その問いに対する答えの一つとして、「一次的な声の文化」を提唱したのがウォルター・J・オング。
「一次的な声の文化」とは文字文化以前の書くことを知らない人々の文化である。
この一次的な声の文化は二次的な文字の文化に完全に転換していくわけではなく、文字の文化の底流には常に「声の文化・オラリティ」が存在すると述べている。
言語はどのような場面でも話し聞く言語であり、音の世界に属していると述べている。
人間の日常生活は、話し、聞くという声の文化から逃れられないということ。
聴覚的に受け取られる言葉の重要性を、オングは次のように述べている。
活字に毒されている人々は、言葉はまず第一声であり、出来事であり、それゆえに必然的に力によって生み出されるものだということを忘れている。言葉は平面上に「投げ出された」ものではない。そうしたモノは、根本的な意味では死んでいる。
マーシャル・マクルーハンも著書「グーテンベルグの銀河系」において、「文字の使用によって言葉から多次元的な響きが失われるまで、非文字型文化の中に住む人々にとっては、全ての言葉がそれ自体で一つの詩的な世界を形成していた」とし、それは瞬間的な神であり、掲示であったとしている
ここには呪術的な意味も含まれるが、神話や物語など声として語らえる聴覚的な言語情報が、視覚的な言語情報とは質的に異なる意味を持つと述べている。
グルントヴィは人間を有機的な統合物として捉えていた。
言葉も端に発せられるのではなく、人間のあらゆる機能と統合して発せられるものとして捉えていくこと、意味的だけでなく情動的なものも含めた声としての側面が教育現場に置いていかに重要であるかを、コルが導き出したといえる。
口頭という行為には、言語を表出する側、聴受する側の身体的要素が存在している。言葉を発するときに伴う身体としての様々な要素ー目線・表情・身振り・声質・声の抑揚などーこれらすべてが対話の雰囲気を構築し、声の文化を作り上げていく。

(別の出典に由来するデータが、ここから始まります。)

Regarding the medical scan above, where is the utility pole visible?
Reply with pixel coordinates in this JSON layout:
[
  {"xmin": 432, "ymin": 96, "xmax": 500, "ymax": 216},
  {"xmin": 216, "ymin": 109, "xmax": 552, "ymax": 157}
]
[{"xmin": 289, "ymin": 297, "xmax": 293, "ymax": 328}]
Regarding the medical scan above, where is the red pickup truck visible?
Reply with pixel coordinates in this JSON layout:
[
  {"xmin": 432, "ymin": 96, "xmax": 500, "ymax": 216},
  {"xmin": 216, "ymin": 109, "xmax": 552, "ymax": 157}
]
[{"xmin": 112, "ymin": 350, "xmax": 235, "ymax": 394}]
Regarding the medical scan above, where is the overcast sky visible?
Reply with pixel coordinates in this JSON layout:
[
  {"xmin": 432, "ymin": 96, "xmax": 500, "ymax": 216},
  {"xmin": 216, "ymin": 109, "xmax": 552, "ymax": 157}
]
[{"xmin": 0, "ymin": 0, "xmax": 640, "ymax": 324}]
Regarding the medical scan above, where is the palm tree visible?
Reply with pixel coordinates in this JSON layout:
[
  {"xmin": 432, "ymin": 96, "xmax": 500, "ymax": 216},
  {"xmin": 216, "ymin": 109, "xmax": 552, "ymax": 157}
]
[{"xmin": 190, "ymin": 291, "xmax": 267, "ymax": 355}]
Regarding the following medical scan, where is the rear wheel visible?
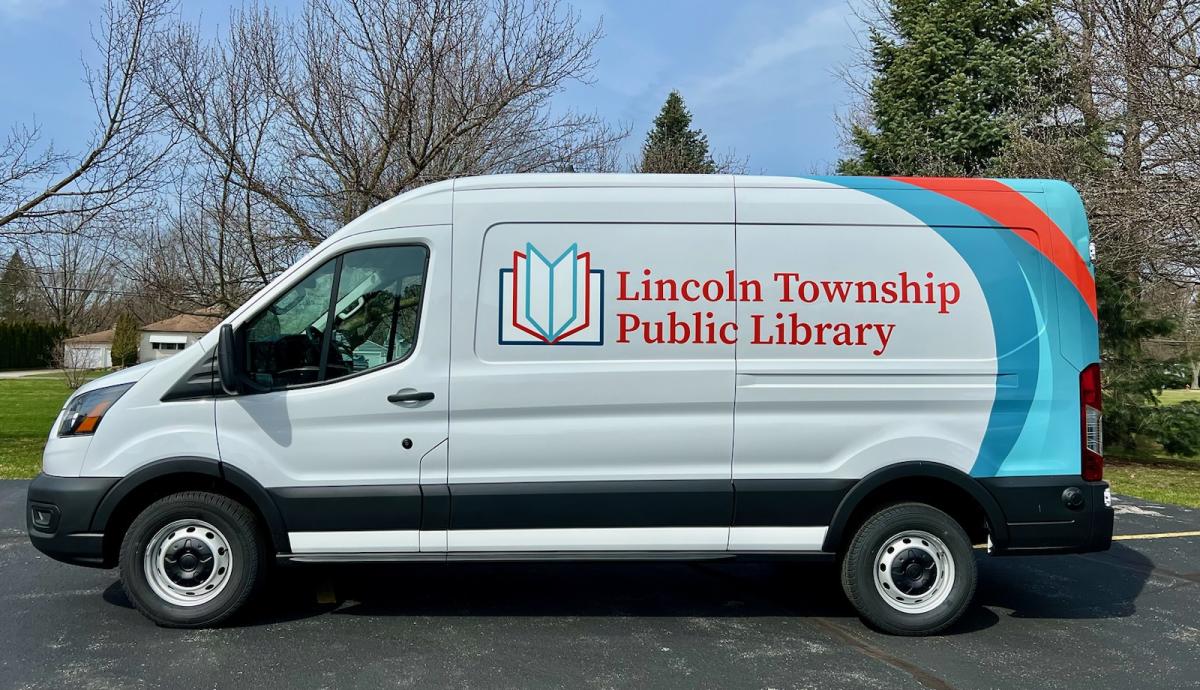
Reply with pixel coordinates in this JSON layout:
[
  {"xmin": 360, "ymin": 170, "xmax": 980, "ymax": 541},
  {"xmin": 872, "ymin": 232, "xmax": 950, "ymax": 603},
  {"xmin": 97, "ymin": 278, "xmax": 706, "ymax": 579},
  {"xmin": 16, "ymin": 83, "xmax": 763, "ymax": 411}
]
[
  {"xmin": 120, "ymin": 491, "xmax": 266, "ymax": 628},
  {"xmin": 841, "ymin": 503, "xmax": 977, "ymax": 635}
]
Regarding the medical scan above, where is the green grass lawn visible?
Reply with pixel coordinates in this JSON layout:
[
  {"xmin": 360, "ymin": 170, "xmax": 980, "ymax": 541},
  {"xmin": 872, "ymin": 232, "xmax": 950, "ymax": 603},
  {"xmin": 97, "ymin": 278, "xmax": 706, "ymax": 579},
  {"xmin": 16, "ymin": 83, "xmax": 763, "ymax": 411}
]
[
  {"xmin": 1104, "ymin": 458, "xmax": 1200, "ymax": 508},
  {"xmin": 0, "ymin": 376, "xmax": 71, "ymax": 479}
]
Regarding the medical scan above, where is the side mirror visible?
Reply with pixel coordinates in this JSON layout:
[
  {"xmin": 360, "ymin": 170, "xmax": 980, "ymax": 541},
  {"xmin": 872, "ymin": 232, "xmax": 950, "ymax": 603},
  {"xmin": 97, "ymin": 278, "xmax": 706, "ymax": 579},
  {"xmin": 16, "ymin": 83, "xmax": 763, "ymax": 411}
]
[{"xmin": 217, "ymin": 324, "xmax": 241, "ymax": 395}]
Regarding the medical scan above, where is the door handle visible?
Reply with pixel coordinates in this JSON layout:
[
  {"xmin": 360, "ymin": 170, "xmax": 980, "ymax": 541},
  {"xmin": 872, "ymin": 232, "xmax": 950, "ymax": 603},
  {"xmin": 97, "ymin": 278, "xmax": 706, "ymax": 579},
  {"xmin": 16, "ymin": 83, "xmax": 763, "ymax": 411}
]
[{"xmin": 388, "ymin": 391, "xmax": 433, "ymax": 402}]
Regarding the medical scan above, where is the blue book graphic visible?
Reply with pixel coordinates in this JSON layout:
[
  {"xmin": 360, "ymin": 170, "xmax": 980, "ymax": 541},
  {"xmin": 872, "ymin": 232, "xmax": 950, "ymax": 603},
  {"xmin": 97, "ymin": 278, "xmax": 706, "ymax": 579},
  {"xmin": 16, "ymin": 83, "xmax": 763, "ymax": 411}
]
[{"xmin": 524, "ymin": 242, "xmax": 583, "ymax": 342}]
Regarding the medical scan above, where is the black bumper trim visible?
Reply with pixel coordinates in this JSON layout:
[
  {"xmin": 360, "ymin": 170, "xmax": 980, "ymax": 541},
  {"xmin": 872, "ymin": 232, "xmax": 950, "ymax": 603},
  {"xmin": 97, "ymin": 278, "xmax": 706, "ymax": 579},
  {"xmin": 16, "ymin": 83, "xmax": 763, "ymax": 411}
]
[
  {"xmin": 25, "ymin": 474, "xmax": 120, "ymax": 568},
  {"xmin": 979, "ymin": 475, "xmax": 1112, "ymax": 556}
]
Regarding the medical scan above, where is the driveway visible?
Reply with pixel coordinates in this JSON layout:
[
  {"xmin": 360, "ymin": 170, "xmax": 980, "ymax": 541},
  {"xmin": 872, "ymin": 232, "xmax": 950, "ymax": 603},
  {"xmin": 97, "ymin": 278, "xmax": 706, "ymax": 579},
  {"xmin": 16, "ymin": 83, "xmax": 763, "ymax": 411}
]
[{"xmin": 0, "ymin": 481, "xmax": 1200, "ymax": 690}]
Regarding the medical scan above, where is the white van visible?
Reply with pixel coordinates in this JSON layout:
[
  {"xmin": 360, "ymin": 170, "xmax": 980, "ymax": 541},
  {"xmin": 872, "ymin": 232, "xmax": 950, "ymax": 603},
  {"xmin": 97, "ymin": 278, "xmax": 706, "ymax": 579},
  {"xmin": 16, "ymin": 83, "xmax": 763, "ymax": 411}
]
[{"xmin": 28, "ymin": 174, "xmax": 1112, "ymax": 634}]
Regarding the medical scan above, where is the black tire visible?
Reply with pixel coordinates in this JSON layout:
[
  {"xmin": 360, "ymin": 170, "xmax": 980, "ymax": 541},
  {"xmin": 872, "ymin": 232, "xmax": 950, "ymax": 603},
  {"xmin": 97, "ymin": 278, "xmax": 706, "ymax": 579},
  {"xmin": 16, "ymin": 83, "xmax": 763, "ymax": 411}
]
[
  {"xmin": 120, "ymin": 491, "xmax": 266, "ymax": 628},
  {"xmin": 841, "ymin": 503, "xmax": 978, "ymax": 636}
]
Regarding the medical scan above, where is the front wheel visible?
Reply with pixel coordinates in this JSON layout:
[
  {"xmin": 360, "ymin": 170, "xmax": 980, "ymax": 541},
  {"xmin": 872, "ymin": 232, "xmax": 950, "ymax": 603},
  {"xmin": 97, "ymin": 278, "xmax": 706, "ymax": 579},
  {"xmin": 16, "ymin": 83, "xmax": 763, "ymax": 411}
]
[
  {"xmin": 841, "ymin": 503, "xmax": 977, "ymax": 635},
  {"xmin": 120, "ymin": 491, "xmax": 266, "ymax": 628}
]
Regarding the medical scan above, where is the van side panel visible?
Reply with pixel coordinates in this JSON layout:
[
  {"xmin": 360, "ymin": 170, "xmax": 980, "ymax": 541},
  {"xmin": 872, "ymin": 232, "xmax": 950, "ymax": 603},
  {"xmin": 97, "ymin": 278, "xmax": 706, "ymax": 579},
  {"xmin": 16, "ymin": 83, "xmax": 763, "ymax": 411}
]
[{"xmin": 448, "ymin": 184, "xmax": 736, "ymax": 552}]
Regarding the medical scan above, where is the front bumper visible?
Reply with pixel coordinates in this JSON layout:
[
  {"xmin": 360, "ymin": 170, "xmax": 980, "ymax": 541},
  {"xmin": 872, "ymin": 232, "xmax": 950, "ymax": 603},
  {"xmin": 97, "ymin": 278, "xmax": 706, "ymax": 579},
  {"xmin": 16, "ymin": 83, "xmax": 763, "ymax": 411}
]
[
  {"xmin": 25, "ymin": 474, "xmax": 119, "ymax": 568},
  {"xmin": 980, "ymin": 475, "xmax": 1112, "ymax": 556}
]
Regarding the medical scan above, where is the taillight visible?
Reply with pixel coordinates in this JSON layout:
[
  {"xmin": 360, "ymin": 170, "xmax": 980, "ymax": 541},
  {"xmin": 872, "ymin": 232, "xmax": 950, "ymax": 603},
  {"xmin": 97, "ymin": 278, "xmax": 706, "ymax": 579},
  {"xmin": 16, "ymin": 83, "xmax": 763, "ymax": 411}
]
[{"xmin": 1079, "ymin": 364, "xmax": 1104, "ymax": 481}]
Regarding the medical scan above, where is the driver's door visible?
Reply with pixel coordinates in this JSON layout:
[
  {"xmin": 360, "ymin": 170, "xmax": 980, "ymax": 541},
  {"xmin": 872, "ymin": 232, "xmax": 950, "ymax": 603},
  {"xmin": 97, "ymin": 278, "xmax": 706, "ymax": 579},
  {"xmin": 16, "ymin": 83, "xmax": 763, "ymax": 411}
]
[{"xmin": 216, "ymin": 226, "xmax": 450, "ymax": 552}]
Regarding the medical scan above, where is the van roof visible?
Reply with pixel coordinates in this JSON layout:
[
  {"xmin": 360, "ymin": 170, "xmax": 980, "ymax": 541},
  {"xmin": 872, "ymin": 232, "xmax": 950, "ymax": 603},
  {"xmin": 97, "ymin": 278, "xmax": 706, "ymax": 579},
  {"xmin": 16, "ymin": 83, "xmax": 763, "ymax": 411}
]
[{"xmin": 448, "ymin": 173, "xmax": 1063, "ymax": 193}]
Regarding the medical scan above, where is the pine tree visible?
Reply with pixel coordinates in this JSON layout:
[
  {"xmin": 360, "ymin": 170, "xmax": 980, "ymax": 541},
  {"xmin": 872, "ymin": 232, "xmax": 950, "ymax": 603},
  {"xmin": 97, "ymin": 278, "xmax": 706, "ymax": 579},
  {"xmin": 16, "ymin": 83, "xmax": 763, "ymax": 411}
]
[
  {"xmin": 637, "ymin": 91, "xmax": 716, "ymax": 174},
  {"xmin": 839, "ymin": 0, "xmax": 1061, "ymax": 175},
  {"xmin": 0, "ymin": 251, "xmax": 34, "ymax": 322},
  {"xmin": 110, "ymin": 312, "xmax": 142, "ymax": 367}
]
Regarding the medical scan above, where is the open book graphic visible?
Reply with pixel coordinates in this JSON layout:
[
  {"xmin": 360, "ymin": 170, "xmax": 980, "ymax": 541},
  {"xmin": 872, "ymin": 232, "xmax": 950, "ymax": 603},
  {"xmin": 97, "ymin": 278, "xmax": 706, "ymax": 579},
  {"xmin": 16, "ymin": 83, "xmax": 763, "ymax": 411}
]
[{"xmin": 500, "ymin": 242, "xmax": 604, "ymax": 344}]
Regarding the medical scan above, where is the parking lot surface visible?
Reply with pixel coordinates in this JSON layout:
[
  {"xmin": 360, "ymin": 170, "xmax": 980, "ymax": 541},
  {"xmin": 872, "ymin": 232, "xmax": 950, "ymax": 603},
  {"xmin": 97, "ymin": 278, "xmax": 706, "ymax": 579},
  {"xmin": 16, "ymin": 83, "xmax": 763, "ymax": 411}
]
[{"xmin": 0, "ymin": 481, "xmax": 1200, "ymax": 690}]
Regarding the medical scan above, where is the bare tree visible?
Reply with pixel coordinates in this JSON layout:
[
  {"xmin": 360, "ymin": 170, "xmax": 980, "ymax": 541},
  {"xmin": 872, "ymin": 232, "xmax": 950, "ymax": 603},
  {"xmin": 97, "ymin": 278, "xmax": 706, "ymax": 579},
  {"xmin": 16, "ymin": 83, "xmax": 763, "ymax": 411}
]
[
  {"xmin": 998, "ymin": 0, "xmax": 1200, "ymax": 284},
  {"xmin": 24, "ymin": 218, "xmax": 125, "ymax": 334},
  {"xmin": 150, "ymin": 0, "xmax": 624, "ymax": 252},
  {"xmin": 0, "ymin": 0, "xmax": 170, "ymax": 238}
]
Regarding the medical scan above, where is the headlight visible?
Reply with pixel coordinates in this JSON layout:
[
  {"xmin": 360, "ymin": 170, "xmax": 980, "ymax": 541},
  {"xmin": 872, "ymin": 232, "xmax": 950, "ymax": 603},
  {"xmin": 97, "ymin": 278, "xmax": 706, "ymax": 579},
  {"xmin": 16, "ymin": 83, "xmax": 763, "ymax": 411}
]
[{"xmin": 59, "ymin": 383, "xmax": 133, "ymax": 436}]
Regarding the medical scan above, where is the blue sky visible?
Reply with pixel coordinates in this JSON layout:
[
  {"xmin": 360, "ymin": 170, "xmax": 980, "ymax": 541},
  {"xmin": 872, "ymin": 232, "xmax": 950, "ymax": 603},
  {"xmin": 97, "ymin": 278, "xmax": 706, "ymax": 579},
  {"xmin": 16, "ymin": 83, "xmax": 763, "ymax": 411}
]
[{"xmin": 0, "ymin": 0, "xmax": 854, "ymax": 175}]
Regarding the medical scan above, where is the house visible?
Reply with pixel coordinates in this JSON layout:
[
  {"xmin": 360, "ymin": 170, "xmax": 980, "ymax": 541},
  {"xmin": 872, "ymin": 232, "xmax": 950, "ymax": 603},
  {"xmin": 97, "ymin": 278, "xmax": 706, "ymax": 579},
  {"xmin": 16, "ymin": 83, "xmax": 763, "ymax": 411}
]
[
  {"xmin": 62, "ymin": 329, "xmax": 113, "ymax": 368},
  {"xmin": 138, "ymin": 310, "xmax": 221, "ymax": 361}
]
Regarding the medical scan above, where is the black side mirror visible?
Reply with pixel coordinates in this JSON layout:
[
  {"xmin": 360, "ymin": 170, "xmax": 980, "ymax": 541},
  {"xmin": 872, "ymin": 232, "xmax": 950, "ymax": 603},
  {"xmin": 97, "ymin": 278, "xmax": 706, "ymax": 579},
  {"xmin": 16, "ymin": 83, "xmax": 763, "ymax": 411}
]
[{"xmin": 217, "ymin": 324, "xmax": 242, "ymax": 395}]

さらに、「一次的な声の文化は、文字文化になれた人々のあいだで見られる性格構造と比較すると、より共有的、集団的、外面的」であるとされる。口頭のコミュニケーションは、人々を結び付けて集団にするという側面があることは周知の事である。読み書きという孤独な作業中心の教育環境で育つ子供たちが、デンマーク社会の将来をどのように構築していくのかをコルは危惧し、それゆえ初等教育における徹底した高等教育重視を主張したといえる。